Tuesday, May 02, 2023

Mars (voyage) needs women

Should a voyage to Mars be all-women? Women (on average) are smaller, eat less, use less O2. "A 1,080-day space mission crewed by four women would need 1,695 fewer kilograms of food compared to an all-male mission." That could be a lot of fuel savings, or alternatively a lot of reserve fuel and supplies. The article goes on:
“Statistics show that all-woman groups are far more likely to choose non-confrontational approaches to solve interpersonal problems, and most definitely are more likely to deal with a situation without resorting to violence, which could be a big problem on a Mars journey, where the crew must live in close quarters for 2-3 years,” Landis wrote. “Numerous sociological studies have shown that women, in general, are more cooperative, and less given to hierarchical social structures.”

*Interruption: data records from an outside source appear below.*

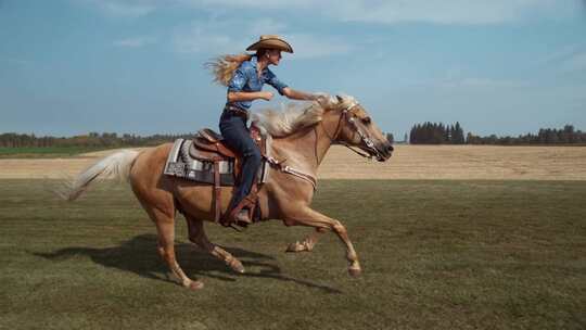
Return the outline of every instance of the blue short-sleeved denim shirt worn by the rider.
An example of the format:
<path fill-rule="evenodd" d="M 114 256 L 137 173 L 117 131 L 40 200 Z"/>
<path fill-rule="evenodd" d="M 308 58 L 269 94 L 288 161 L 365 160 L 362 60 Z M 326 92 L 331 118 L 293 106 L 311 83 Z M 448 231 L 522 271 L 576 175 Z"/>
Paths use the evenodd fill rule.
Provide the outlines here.
<path fill-rule="evenodd" d="M 268 84 L 275 87 L 275 89 L 277 89 L 277 91 L 282 96 L 283 89 L 288 86 L 280 81 L 268 67 L 265 67 L 260 74 L 260 77 L 258 77 L 256 72 L 257 63 L 256 56 L 253 56 L 250 61 L 242 62 L 242 64 L 240 64 L 240 66 L 235 69 L 232 79 L 230 79 L 230 82 L 228 84 L 228 91 L 260 91 L 263 89 L 263 85 Z M 252 105 L 252 101 L 229 102 L 229 104 L 249 110 Z"/>

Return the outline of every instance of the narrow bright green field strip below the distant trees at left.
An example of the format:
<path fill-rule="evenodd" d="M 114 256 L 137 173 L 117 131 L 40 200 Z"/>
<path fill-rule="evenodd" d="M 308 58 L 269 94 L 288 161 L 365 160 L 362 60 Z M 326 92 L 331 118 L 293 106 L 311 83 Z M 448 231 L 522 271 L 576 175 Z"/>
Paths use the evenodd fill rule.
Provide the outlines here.
<path fill-rule="evenodd" d="M 0 158 L 52 158 L 67 157 L 80 153 L 106 150 L 103 147 L 0 147 Z"/>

I assume that one vets the team members and tests the team to make sure they work together well.

All male expeditions, at least those that demand a lot of physical effort, are known to work successfully: until they don't.

But I seem to remember reading (I obviously wasn't involved) about bitter jockeying for status among junior high and high school girls. It isn't obvious that an all-women crew will be more peaceful. Less violent--probably, though catfights are not uncommon in the high schools. But pathologies ("I'm not talking to her!") could be just as problematic.

I don't think there's a magic bullet for staffing. For a voyage to Mars you want methodical risk-takers who respect each other.

2 comments:

Assistant Village Idiot said...

Violence would be a serious problem in space. Granted. Women are in general less likely to be violent. Sure. It does not follow that an all-woman Mars team would get along better and make better decisions. It doesn't even follow that it would be less violent. We choose male teams to work together that aren't violent all the time. In my career of fifty years I never saw a work situation settled by violence. I worked in a few predominantly male settings and many predominantly female. If I had to choose for people getting along and making decisions for nonpersonal reasons I would choose the males. Though that might simply be my male preference for certain types of interactions and decisions. I'm not sure what we would put forward as objective evidence on the matter.

SJBC said...

If size is the main reason, then why not send small men? Aren't most jockeys small men?